As we so often do, I had become so wrapped up in the policies and procedures that I ignored the purpose of my work: Feeding Hungry Iowans! During the holiday season, this woman was not feeling comfort or joy. She was feeling the immeasurable stress of trying to put food on table for her family, and I shut another door in her face. Her reaction was completely warranted.
My mind quickly came to this conclusion, and I scrambled to put together a cart full of food to wheel out to her before she drove off.
This is another point where the story could read like a Hallmark movie where the woman breaks down in tears, apologizes for every name she called me and invites me to Christmas dinner. Again, reality is not the story that was expected.
As I got out to the woman’s car I apologized and offered her the cart of food. She said, “Oh, okay,” and popped the trunk. I loaded her trunk as she sat in the front seat with the engine running. As I shut the trunk door, she drove off.

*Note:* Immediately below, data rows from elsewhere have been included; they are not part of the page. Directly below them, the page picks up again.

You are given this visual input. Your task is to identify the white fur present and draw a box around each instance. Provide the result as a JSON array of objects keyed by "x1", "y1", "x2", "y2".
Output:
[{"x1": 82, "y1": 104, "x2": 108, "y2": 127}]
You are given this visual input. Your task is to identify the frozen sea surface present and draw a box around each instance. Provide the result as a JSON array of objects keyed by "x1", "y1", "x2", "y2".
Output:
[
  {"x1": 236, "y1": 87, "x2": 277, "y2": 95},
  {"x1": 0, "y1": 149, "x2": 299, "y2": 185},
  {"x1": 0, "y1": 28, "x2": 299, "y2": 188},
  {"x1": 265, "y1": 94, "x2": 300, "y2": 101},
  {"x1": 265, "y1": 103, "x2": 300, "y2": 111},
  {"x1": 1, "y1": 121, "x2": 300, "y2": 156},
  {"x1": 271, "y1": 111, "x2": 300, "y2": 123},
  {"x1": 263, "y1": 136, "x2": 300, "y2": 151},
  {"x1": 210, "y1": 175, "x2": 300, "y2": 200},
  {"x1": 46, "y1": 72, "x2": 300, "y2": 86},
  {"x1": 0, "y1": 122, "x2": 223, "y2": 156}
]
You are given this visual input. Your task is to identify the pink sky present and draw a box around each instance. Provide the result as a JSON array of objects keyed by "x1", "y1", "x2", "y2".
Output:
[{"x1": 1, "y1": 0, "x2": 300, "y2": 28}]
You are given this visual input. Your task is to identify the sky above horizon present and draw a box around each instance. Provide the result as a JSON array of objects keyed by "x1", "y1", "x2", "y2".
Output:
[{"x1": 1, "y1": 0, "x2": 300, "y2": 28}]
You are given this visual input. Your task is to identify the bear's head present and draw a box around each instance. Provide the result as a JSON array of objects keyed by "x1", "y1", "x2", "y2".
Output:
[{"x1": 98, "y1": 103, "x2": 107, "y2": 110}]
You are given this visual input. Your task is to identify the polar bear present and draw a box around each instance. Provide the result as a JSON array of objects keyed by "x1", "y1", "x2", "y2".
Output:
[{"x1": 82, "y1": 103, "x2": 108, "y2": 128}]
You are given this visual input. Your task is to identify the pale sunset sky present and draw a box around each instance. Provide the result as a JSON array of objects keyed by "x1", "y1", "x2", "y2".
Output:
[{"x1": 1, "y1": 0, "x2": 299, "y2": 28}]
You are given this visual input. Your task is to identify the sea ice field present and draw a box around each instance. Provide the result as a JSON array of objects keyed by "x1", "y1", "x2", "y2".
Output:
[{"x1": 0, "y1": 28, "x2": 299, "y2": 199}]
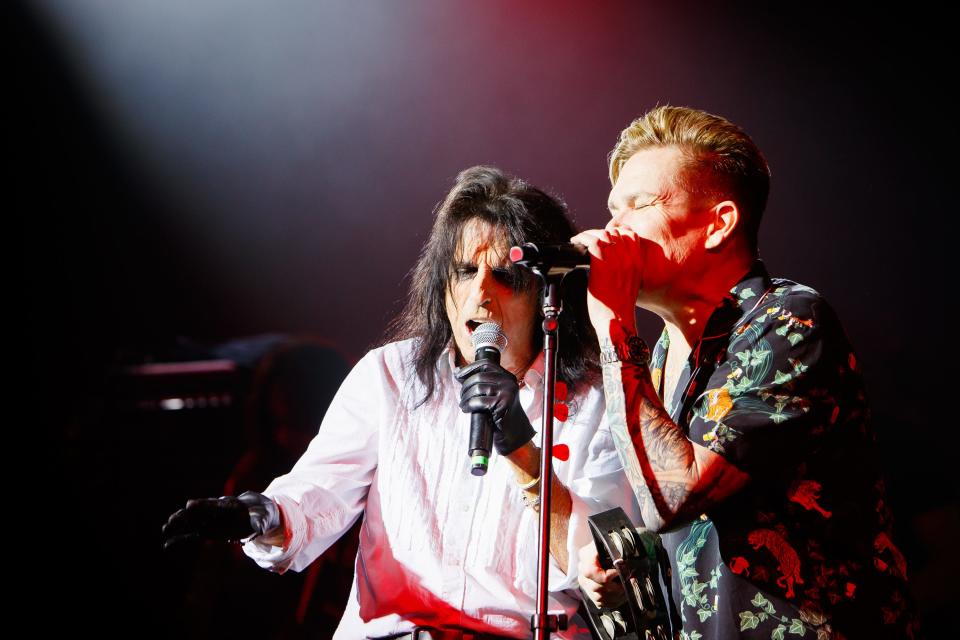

I share this story to be honest with you about the fight against hunger. A great Iowan and Nobel Prize winner, Norman Borlaug, said “Food is the moral right of all who are born into this world.” When one is fighting for moral rights they are fighting for social justice. If we have learned anything from the Arab Spring and the ever increasing gap between the wealthy and poor, we have learned that fighting against social injustice is not pretty. We need everyone to stand with us in the fight against hunger in Iowa, but if you are signing up for tears of joy and hugs of thanksgiving you are in it for the wrong reasons and you may be sorely disappointed. During the holiday season, a lot more consideration is given to the work of hunger advocates. Media attention is focused on the great work we do, and donations come in at drastically increased levels. However, the real work happens the other ten months of the year when hunger is yet again forgotten, hungry Iowans are stuck feeling no different than they did last year, and we are hitting the pavement trying to keep pantry shelves from going bare. So you say, “Jordan, there has to be some incentive for you and the other amazing anti-hunger advocates to keep going.” Yes, of course there are. The rewards I receive from this work are a faint hint of success each time IFBA helps one person, a new sense of hope each time it clicks for someone that hunger is an issue and they must take action, and lot of sleepless nights wondering how I can do more.
When you get right down to it, this work is about providing a voice to those who are unable to speak for themselves. This blog is an honest perspective of what it looks like to be that voice. If you are ready to join the chorus, I would be proud to stand by your side as we fight for a hunger free Iowa/Nation/World.